Wheat growers want Trump to maintain Korea trade deal
RITZVILLE — Two organizations representing wheat and barley growers in Eastern Washington are asking President Trump not to withdraw from the U.S. free trade agreement with South Korea.
“They’ve long been our third-biggest customer (for white wheat), buying about 800,000 metric tons in 2017,” said Glen Squires, chief executive with the Washington Grain Commission in Spokane.
“It’s a big market, we don’t want to disrupt that, and that’s why we’re concerned,” Squires said.
Squires added that South Korea bought 1.42 million metric tons of U.S. wheat in 2017 — with 760,000 metric tons of that soft white wheat from the Pacific Northwest.

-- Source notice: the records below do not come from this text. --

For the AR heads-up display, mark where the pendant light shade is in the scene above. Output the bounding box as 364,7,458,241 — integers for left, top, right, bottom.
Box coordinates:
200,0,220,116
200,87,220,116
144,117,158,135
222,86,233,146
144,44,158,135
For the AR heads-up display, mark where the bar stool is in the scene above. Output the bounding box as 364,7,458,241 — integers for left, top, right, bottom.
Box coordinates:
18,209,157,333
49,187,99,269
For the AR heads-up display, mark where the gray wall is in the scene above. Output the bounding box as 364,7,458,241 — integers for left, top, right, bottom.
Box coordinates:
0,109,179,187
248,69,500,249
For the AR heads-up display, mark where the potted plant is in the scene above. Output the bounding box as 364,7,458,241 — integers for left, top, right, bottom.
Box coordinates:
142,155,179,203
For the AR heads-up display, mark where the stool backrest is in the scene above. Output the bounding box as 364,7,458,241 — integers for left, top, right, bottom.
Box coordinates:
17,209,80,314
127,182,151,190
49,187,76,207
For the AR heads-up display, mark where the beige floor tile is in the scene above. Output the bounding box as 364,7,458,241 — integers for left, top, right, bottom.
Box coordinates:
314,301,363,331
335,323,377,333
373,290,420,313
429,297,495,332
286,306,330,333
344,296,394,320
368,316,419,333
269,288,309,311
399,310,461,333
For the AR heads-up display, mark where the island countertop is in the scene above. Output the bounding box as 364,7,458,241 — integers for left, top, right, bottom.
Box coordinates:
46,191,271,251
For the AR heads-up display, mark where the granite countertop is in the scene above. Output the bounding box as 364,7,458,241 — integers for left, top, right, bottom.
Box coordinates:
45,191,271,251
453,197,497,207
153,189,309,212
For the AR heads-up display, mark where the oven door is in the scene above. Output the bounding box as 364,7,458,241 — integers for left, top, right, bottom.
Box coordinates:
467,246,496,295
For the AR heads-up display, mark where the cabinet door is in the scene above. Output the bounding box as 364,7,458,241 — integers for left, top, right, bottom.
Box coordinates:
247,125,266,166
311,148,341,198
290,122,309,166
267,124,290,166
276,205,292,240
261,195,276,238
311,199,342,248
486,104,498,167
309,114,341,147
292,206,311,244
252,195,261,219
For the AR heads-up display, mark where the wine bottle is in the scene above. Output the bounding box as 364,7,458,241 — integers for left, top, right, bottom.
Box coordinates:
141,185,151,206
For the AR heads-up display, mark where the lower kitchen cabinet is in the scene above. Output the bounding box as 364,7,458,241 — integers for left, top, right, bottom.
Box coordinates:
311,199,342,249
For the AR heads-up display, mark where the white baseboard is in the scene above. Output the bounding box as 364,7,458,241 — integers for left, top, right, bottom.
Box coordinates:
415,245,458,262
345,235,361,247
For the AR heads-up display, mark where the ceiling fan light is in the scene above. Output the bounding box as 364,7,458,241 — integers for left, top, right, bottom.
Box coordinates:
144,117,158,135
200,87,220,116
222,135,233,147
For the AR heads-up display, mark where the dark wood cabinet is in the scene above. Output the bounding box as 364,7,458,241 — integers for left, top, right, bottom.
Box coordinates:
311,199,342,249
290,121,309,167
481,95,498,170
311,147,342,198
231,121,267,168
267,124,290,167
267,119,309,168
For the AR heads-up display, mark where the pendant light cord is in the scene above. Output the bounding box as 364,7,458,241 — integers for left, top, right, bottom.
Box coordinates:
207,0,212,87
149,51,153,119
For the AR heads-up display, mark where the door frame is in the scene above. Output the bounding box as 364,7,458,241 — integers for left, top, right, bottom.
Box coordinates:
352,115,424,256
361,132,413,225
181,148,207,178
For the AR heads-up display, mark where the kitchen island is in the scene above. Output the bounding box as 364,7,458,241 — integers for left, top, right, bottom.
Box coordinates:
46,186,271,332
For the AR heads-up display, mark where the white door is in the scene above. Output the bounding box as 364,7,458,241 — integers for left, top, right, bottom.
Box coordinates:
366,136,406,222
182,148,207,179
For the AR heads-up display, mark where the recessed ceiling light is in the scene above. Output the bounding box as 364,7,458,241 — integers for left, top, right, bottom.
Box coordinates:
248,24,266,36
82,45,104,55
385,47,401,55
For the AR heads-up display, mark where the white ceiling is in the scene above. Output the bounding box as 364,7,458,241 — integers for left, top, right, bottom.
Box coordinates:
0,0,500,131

The remaining 655,000 metric tons is hard red wheat, which is grown mostly in the Great Plains and Upper Midwest.
While most grain importers buy from a diverse supplier base, Squires said he expects South Korean grain buyers would likely increase the amount of wheat bought from Australian, Canadian, and even Russian farmers.
“When tariffs are imposed, that makes us less competitive,” Squires said.
“Washington wheat farmers encourage the administration to continue the dialogue between the U.S. and (South) Korean governments,” said Ben Adams, a Coulee City farmer and president of the Washington Association of Wheat Growers. “Our industry reminds lawmakers that agriculture contributed positively to the trade balance and canceling this agreement with our important trade ally is harmful to our exports.”
In the 2012 USDA census of agriculture, the most recently available data, about 150,000 acres of wheat were cultivated in Grant County and nearly 277,000 acres in Adams County.
The U.S. finalized a free trade deal with South Korea, a longstanding ally and the United States’ sixth-largest trading partner, in 2012, according to information published by the U.S. Trade Representative’s Office (USTR).
While U.S.-South Korea trade was worth about $122 billion in 2015, Americans bought about $27.7 billion more in goods from South Korea than they sold. South Koreans, however, purchased nearly $11 billion more in services from the United States than they sold, according to the USTR.